During the uptrend until 2008, the 20 SMA (gray) provided support for the XPT/USD on the monthly time-frame. But that moving average turned into resistance in the past decade, which was another confirmation that the trend had changed. This moving average was a good indicator against which to sell platinum. The previous support at $ 750 was broken during Q1 of 2020, during the crash, which came after the upside-down pin candlestick in January signaled a decline. However, the price reversed, rising above the 20 SMA and the 50 SMA (yellow), which was also a sign that the larger downtrend might pause for a while. The 100 SMA (green) hung on above this, at $1,100, but that moving average wasn’t much of a hassle for either buyers or sellers. But it turned into resistance at the end of the year, once the US elections were over.

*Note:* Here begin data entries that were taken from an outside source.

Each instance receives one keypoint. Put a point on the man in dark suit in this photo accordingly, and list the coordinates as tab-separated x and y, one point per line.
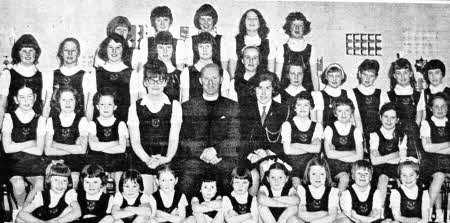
210	129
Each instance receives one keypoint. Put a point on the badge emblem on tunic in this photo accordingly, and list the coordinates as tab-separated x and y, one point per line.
441	131
90	205
65	133
369	100
317	204
107	132
343	140
410	205
65	81
26	131
364	208
303	137
155	123
389	146
405	101
114	76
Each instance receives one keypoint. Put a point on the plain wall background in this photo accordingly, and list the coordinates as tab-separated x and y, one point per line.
404	26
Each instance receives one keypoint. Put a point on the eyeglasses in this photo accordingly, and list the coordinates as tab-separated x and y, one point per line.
155	81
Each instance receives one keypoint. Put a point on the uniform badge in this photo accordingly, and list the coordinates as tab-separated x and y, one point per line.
155	123
343	140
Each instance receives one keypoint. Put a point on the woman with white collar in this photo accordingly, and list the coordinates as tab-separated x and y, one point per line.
253	31
297	49
116	75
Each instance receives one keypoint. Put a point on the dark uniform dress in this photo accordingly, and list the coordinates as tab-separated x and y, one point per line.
429	97
241	208
386	147
22	163
109	162
93	207
160	204
264	51
341	143
45	212
368	106
406	113
362	207
125	204
216	55
298	162
195	87
411	208
257	135
154	129
119	82
211	214
315	205
17	81
68	135
436	162
172	89
153	52
328	103
277	211
301	57
74	81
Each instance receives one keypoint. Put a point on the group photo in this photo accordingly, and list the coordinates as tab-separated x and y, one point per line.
234	111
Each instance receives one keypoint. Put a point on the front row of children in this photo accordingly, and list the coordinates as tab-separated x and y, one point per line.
315	200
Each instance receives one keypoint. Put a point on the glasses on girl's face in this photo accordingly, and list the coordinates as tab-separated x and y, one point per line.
155	81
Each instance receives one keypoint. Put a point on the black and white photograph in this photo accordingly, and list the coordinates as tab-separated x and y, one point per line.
224	111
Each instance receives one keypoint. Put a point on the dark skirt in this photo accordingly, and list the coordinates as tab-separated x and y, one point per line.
109	162
298	163
389	170
25	164
75	162
337	166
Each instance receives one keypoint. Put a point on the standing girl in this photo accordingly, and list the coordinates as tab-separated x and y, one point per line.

Overall, the long-term analysis points to a continuation of the bearish trend for platinum. The fundamentals are dovish, with the demand from the automobile and jewelry industries in decline. Electric cars will dampen the demand even further, as the use of e-powered cars will keep increasing. At that time, the situation was quite bullish for platinum, which allowed it to benefit from the improving sentiment as a commodity, as well as from the increased uncertainty as a safe haven, similar to gold.